Banks will sell over 120 Bn distressed assets this year
• In the first half of the year it has sold 62 Billion, including operations from Santander and BBVA
• Investment funds think that they have to take advantage of low-interest rates and excessive liquidity to buy
Spanish banks have stepped on the gas to end the liability of Real Estate, although there are still two or three years to finally put an end to the excesses product of the financial crisis. Not as much by the cleaning of real estate portfolios, but rather defaulted loans portfolios, a chapter that remains high on the financial entities’ balances.
Thus, the experts expect that this year we’ll beat a new record in portfolio sales, for an approximated amount of 120 Bn Euros, adding the macrooperations from Santander and BBVA, announced last year but performed this year. Without them, the figure could amount to 51 Bn, a slightly higher figure to 2017, that would raise up to 80 Bn if Sareb matches to sell 30 Bn-worth portfolio.
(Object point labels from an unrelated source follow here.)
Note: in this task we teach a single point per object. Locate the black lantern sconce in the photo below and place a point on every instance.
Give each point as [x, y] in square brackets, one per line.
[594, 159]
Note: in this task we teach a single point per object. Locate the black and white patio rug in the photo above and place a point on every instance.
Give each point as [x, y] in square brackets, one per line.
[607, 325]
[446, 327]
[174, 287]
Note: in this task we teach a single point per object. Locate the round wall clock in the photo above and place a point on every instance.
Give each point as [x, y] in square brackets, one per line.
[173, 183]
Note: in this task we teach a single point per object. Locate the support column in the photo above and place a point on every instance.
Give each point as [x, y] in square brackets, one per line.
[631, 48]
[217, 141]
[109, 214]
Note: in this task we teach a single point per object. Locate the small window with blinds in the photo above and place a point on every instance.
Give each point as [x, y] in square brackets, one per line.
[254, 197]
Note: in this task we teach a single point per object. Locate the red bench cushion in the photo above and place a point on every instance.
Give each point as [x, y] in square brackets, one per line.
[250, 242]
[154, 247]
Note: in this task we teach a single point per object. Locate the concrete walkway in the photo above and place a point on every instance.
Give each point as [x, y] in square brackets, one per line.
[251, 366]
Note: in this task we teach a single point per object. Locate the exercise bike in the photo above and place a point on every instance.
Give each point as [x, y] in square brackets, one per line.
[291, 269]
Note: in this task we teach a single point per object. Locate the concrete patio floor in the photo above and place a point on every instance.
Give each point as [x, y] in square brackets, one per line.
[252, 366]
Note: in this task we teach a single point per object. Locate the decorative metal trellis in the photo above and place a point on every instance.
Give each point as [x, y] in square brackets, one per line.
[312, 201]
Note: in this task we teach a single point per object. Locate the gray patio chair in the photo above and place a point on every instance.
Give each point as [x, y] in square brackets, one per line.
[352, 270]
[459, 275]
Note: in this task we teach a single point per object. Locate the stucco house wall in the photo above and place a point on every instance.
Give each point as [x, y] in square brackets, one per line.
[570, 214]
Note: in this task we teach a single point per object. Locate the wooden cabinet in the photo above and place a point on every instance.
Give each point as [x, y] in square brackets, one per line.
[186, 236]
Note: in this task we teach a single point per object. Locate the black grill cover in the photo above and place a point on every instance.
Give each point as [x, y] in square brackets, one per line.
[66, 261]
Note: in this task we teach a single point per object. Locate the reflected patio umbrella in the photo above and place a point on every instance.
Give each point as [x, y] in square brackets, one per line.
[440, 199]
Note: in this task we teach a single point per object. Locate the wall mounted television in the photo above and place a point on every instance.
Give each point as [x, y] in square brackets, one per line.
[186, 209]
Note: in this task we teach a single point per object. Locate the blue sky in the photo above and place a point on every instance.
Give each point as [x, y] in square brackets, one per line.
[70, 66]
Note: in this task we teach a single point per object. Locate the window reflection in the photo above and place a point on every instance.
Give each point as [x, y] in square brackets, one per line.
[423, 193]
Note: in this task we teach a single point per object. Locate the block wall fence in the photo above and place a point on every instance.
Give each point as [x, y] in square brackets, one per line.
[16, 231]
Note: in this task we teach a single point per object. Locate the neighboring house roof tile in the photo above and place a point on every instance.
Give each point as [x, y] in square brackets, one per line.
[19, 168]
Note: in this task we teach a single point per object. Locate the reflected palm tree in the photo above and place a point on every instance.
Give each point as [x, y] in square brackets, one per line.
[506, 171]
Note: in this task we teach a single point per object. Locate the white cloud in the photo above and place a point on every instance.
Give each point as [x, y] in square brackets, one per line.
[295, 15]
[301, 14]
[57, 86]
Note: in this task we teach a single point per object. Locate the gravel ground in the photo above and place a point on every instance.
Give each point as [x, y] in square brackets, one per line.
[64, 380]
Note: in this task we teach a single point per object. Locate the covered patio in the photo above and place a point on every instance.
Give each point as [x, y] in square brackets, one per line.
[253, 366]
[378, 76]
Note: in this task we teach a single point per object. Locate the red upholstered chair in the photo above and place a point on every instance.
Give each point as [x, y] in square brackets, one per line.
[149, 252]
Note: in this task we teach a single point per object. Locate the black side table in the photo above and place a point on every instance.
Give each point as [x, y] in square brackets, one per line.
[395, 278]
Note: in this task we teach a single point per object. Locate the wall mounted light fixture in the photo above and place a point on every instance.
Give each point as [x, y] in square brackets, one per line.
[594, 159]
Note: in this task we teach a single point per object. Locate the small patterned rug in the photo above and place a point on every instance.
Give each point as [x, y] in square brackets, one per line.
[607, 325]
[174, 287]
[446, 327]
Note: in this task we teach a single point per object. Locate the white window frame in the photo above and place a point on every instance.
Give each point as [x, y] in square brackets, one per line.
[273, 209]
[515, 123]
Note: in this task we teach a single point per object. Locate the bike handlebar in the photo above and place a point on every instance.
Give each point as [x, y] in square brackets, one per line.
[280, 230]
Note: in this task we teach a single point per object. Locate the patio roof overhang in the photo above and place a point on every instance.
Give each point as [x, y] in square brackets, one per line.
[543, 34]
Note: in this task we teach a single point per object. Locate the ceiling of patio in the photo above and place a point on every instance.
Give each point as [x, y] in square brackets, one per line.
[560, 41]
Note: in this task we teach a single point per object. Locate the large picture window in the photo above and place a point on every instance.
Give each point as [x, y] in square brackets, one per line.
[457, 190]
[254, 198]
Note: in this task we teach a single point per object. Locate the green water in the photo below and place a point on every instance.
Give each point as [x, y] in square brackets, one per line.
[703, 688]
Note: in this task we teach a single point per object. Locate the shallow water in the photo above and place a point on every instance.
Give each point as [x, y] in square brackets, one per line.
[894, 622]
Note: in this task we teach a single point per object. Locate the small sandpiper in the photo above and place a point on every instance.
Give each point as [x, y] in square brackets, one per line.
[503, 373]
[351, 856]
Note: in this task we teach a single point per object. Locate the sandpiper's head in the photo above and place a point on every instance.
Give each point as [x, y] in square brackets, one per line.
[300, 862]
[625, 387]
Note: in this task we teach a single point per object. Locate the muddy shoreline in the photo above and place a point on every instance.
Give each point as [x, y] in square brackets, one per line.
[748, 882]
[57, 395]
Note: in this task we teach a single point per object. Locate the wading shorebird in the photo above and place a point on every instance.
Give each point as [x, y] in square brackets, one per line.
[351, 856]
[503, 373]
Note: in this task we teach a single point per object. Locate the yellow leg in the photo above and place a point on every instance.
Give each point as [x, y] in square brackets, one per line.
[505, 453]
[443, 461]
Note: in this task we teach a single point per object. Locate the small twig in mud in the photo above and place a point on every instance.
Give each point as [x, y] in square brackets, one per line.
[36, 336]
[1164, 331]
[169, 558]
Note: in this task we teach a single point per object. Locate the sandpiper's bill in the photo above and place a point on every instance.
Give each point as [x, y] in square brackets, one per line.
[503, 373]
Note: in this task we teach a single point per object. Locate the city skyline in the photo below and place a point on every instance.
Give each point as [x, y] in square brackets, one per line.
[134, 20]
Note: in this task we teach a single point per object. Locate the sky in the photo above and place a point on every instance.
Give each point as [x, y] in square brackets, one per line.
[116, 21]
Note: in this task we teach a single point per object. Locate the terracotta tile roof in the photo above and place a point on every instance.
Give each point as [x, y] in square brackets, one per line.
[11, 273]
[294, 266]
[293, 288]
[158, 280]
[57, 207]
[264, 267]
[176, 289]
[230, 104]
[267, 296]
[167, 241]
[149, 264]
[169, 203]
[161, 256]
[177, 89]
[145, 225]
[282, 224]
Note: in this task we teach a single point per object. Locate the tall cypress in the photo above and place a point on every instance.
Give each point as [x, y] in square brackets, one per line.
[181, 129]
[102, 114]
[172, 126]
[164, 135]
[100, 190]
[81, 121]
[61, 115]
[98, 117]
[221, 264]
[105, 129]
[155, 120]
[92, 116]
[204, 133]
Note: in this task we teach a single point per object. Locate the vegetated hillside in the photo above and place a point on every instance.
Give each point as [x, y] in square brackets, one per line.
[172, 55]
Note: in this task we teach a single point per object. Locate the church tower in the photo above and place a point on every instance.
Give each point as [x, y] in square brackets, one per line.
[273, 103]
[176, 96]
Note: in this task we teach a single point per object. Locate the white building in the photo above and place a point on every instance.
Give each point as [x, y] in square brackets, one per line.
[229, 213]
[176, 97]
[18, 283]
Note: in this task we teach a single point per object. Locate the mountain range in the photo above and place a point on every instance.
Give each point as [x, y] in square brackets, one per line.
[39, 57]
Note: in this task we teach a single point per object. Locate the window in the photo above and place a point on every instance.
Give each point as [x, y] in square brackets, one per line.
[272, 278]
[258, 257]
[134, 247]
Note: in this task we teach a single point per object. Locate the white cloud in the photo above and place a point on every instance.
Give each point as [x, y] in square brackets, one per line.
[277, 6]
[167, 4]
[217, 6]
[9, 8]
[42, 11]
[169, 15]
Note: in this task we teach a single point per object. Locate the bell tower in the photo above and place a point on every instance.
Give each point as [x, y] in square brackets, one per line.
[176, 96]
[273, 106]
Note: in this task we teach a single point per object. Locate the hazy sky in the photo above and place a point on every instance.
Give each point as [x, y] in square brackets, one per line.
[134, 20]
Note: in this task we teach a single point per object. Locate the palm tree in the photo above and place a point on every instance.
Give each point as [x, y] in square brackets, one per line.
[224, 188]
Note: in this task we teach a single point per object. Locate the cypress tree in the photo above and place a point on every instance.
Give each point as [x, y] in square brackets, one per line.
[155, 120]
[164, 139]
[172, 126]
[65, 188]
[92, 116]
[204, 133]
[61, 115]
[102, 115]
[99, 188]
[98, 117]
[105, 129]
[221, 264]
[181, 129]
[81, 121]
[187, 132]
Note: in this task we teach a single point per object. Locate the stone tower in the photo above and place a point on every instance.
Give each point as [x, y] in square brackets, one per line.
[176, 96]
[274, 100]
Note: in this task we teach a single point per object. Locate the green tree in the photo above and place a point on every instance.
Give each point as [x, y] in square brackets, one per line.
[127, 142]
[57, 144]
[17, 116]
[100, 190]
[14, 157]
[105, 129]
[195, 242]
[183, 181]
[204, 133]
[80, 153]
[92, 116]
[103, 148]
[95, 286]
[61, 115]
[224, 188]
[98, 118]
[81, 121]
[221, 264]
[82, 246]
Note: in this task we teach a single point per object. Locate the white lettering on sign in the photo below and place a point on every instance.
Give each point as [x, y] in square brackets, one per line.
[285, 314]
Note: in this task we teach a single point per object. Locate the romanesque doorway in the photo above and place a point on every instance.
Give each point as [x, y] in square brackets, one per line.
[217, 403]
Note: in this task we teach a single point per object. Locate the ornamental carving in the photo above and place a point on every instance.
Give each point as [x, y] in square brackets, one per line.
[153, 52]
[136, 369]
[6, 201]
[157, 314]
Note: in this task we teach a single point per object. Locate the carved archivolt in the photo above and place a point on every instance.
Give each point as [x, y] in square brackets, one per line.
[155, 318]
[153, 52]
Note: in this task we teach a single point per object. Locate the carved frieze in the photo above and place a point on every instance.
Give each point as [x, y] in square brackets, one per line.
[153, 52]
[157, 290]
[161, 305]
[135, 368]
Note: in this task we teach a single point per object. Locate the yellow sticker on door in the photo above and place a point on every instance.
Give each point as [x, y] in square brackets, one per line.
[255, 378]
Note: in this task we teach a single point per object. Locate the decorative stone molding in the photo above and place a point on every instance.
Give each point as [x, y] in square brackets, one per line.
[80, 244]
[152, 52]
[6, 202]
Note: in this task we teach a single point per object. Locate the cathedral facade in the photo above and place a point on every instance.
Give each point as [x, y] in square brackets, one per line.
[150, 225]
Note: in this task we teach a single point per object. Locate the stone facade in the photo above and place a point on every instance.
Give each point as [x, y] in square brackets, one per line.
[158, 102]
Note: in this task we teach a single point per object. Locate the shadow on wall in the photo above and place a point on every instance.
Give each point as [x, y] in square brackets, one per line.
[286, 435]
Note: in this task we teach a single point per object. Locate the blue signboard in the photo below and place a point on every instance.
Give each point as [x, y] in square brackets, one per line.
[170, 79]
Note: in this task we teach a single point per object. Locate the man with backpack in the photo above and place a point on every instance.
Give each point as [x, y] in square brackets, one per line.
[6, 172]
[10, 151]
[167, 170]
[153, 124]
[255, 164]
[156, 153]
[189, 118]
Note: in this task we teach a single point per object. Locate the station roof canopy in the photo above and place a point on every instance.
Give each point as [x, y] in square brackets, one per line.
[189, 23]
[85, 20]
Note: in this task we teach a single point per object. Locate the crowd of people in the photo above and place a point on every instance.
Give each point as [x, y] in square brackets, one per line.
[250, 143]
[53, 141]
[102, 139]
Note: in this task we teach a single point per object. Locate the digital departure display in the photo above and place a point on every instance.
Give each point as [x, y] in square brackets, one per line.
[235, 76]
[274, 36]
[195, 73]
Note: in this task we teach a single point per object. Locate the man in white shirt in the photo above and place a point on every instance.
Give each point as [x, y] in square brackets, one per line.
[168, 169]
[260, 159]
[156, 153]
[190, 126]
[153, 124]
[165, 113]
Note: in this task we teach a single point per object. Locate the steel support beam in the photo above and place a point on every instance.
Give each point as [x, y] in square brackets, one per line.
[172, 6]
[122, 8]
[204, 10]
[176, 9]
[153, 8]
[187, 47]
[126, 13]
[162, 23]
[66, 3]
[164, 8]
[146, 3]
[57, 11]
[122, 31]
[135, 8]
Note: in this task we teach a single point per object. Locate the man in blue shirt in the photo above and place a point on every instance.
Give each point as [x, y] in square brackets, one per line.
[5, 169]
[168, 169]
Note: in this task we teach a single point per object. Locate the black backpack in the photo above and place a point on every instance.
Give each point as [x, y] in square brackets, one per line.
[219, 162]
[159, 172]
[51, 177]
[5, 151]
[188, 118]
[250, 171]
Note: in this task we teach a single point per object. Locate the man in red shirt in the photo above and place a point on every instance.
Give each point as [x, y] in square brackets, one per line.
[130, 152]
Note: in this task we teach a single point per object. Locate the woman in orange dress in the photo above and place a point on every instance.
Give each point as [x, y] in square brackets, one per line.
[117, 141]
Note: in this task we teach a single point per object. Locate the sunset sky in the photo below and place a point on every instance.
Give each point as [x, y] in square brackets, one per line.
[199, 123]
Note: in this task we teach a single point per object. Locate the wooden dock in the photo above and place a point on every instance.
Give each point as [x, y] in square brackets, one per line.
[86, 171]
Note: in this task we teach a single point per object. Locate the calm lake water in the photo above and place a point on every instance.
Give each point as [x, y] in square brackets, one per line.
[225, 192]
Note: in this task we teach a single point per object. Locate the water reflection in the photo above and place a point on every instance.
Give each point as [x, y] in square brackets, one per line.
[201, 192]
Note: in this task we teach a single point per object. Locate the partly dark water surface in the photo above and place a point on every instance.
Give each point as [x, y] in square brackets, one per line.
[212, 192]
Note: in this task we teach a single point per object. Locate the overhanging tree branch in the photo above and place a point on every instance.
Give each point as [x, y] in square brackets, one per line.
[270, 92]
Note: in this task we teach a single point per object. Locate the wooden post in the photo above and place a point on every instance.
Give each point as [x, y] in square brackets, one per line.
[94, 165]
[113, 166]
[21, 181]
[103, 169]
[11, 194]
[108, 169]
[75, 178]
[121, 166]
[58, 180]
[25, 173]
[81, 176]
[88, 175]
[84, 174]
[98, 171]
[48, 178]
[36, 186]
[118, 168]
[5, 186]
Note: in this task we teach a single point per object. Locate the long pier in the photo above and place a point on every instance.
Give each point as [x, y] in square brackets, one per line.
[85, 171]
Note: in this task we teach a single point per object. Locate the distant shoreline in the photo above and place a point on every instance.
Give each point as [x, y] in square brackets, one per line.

Pressure from the ECB and the Bank of Spain added to the one the market exercises, are making the financial entities choose to sell their distressed debt portfolios in a single operation if possible, instead of little by little, at the prospect of raises in price.
The interest of investment funds to investing in Spain, and just now at the prospects of further increase in prices of the RE assets in the future, is also making the banks undertake a clean-up of their balances between this year and the next, just as the start of the crisis hits its 10th anniversary, some experts explain.
“Funds have great amounts of liquidity available. Also, the interest rates are still at all-time low levels (still in red numbers), so they can finance themselves at very low prices, hence their interest in purchasing large portfolios of assets linked to Real Estate. They want to take advantage of the moment”, explains Mr. Iñigo Laspiur, director of Corporate Finance at CBRE Spain.
All the experts say the sale by Santander of the Real Estate from Popular to Blackstone, an operation that was announced last year but ratified at the start of this year for a gross amount of 30 billion euros was the trigger for the banks to start getting rid of the portfolios en masse.
Since the operation was ratified at the start of the year, the banks have got rid of over 62 billion of distressed assets. In this sum the operation closed between BBVA and Cerberus is counted, worth 13 billion. This operation nevertheless is pending the approval of the Deposits Guarantee Fund (FGD) as part of it has an asset protection scheme (EPA), as they originate from the failed savings bank Unnim.
Financial sources maintain that there are currently operations underway for another 21 Bn, to which we have to add an additional 8 Bn that could be closed in the next few months. Among the earlier, a sale worth 11 billion in Sabadell’s assets (900 million sold already to Axactor), which sale is scheduled for this month.
To these figures, we could add 30 gross billion from the sale of a portfolio from Sareb, if the government led by Pedro Sánchez gives the potential operation the green light, in the end. Santander has also put another 6 Bn on sale.
Epas. Sabadell, just like BBVA, won’t be able to close the sale of an important part of its RE assets until the FGD approves the operation, as it incorporates assets from CAM, that has asset protection scheme.
CaixaBank. Last Thursday CaixaBank announced that it had reached an agreement with Lone Star to sell 80% of its NPLs, including its real estate platform Servihabitat, valued as a whole in 7 Bn euros,m which means the fund will disburse around 5.6 Bn for the real estate assets from the Spanish entity (at October 2017’s valuation).
DPOs Investment funds currently reclaim lower DPOs than 5 years ago. They seek less rents in exchange to purchases they expect to yield more in the future. 5 years ago the discount payoffs reached 75% in some case. Now they can barely reach 38% or less.